Germany's Federal Network Agency (Bundesnetzagentur) has moved to open up the country's long-distance rail market to greater competition, siding with Italian operator Italo in a dispute against Deutsche Bahn (DB) over access to the country's busiest rail corridors. The Bonn-based regulator's draft decision marks a significant shift in a market that Deutsche Bahn has dominated for decades, controlling more than 90 percent of long-distance rail transport in Germany.
At the heart of the regulator's proposal is a so-called competition clause that would apply specifically to heavily trafficked rail corridors. Under the plan, DB Infrago, the Deutsche Bahn subsidiary responsible for managing rail infrastructure, would no longer be permitted to allocate more than 60 to 75 percent of train slots on these routes to a single company.
The measure is designed to guarantee rival operators a minimum level of access without diverting capacity away from regional or freight services. Notably, the clause would only come into effect in the event of a dispute between operators.
Klaus Mueller, president of the Bundesnetzagentur, explained that competitors such as Italo and the German long-distance bus and rail operator Flix have had to commit substantial sums toward acquiring new trains, yet have previously had no reliable way of knowing whether they would secure enough usage rights on the network to justify that investment.
According to Mueller, the new clause is intended to give these companies the certainty they need while still ensuring "a minimum level of access in long-distance transport" for Deutsche Bahn's competitors.

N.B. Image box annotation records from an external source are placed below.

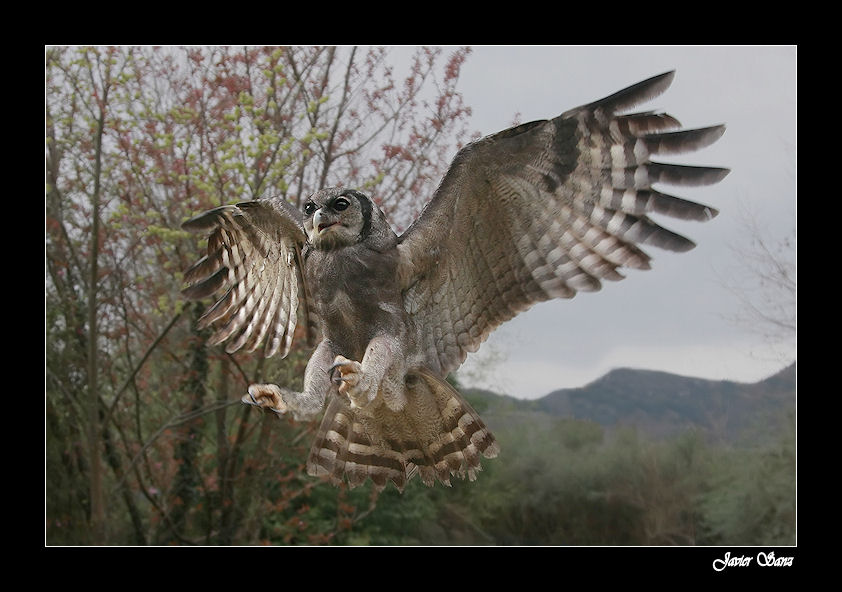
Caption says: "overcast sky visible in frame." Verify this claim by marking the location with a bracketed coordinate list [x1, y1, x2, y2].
[394, 46, 797, 398]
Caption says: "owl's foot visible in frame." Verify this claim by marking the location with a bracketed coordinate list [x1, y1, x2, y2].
[330, 356, 378, 407]
[240, 384, 288, 414]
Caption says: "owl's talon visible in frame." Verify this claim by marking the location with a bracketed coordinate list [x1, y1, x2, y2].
[329, 356, 377, 407]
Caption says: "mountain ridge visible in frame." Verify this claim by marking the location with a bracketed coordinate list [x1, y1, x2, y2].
[464, 362, 796, 442]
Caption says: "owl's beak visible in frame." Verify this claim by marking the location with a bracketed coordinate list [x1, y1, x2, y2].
[313, 209, 336, 234]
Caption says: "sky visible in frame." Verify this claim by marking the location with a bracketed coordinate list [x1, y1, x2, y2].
[394, 46, 797, 399]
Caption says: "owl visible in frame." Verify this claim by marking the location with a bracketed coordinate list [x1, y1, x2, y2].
[183, 72, 728, 491]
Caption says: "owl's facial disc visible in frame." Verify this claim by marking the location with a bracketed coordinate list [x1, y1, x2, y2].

Italo, backed by its parent company, is preparing to invest 3.6 billion euros (around 4.1 billion dollars) to enter the German market starting in 2028. Italo intends to launch long-distance services on two of Germany's most profitable and heavily used routes: from Munich via Cologne to Dortmund, and from Munich to Berlin.
On the North Rhine-Westphalia route, Italo plans hourly departures, while the Berlin connection would run every two hours. In total, the operator aims to run 56 daily services once it enters the market. The regulator's decision followed a formal complaint lodged by Italo, which had sought to compel DB Infrago to offer it long-term framework contracts for track access.
While the Bundesnetzagentur stopped short of mandating such framework agreements, it opted instead for the broader competition clause as a way to foster market access. In addition to track capacity, DB Infrago would also be required to make station space available to competitors such as Italo for ticket sales and passenger lounges.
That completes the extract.